Daniele Coen-Pirani is an Associate Professor in the Department of Economics at the University of Pittsburgh. His research interests are at the intersection of macroeconomics, labor economics, and public economics. His research interests in the area of human capital accumulation include the evolution of educational attainment in the U.S. and around the world, and the implications for inequality and efficiency of alternative approaches to financing primary and secondary education.

Pedro Carneiro

Pedro Carneiro is a Reader (Associate Professor) in the Department of Economics at University College London, a Research Economist at the Centre of Microdata Methods and Practice, and a Research Fellow at the Institute for Fiscal Studies. Carneiro is a labor economist working on the determinants and consequences of skill formation, in developed and developing countries.

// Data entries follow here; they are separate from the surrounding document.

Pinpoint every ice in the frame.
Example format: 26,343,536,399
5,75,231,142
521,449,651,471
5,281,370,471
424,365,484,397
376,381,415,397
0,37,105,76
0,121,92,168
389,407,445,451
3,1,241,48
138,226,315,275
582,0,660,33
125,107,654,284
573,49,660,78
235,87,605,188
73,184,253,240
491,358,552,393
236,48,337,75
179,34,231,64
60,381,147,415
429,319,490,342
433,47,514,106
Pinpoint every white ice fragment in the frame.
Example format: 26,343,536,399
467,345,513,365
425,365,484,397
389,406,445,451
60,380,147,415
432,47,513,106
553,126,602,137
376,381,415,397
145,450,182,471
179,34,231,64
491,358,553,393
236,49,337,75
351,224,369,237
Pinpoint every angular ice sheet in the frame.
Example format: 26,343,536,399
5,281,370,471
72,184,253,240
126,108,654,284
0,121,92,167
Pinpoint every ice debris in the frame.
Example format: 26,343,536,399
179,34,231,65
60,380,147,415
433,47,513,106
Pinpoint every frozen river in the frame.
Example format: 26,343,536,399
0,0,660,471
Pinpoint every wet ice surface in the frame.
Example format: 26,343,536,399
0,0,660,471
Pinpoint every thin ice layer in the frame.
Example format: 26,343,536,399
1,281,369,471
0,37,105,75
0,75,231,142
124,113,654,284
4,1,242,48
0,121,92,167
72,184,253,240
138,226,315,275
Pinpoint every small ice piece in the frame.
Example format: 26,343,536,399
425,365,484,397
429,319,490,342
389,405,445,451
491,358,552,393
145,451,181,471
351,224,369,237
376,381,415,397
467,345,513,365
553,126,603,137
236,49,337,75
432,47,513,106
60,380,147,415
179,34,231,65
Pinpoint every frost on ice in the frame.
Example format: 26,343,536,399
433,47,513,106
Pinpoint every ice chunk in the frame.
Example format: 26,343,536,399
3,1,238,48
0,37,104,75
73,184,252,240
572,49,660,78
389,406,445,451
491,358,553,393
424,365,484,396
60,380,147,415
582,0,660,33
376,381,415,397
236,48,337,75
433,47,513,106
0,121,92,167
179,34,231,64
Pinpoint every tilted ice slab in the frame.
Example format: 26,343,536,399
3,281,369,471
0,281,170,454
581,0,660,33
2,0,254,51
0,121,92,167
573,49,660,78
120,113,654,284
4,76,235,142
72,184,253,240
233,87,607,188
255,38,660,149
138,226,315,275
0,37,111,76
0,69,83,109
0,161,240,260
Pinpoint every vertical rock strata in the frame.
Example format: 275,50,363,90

He holds a Ph.D. in Economics from the University of Chicago, where he was supervised by James Heckman.

Dan Black

Dan A. Black is a professor at the Harris School and a Senior Fellow at the National Opinion Research Center. He currently serves as the principal investigator for the 1997 Cohort of the National Longitudinal Survey of Youth, is co-project director (with Bob Michael) of the NLSY program at NORC, and is on the editorial board of the Journal of Labor Economics, Labour Economics, and the Journal of Urban Economics.

Pietro Biroli

Pietro Biroli is starting as an Assistant Professor at the University of Zurich. He is interested in the process of health and human capital development in children and adolescents. In particular, his current research explores the interaction between genetics, family investments, and early childhood interventions in explaining the long-term inequality across gender and socioeconomic status. More broadly, he is interested in Labor Economics, Health Economics, and Applied Microeconometrics.

Raquel Bernal

Raquel Bernal is an Associate Professor of Labor Economics and Econometrics in the Economics Department at Universidad de los Andes in Bogotá, Colombia. Her recent research focuses on the determinants of an individual's performance in the labor market and in particular, the determinants of ability at early stages of life.

Samuel Berlinski

Samuel Berlinski is Principal Economist at the Research Department of the Inter-American Development Bank. Prior to joining the Bank in 2010, he was an Assistant Professor of Economics at University College London and previously held appointments at Universidad de San Andrés and the London School of Economics. His work has appeared in numerous journals including the Journal of Public Economics, Journal of Law and Economics and Economic Development and Cultural Change.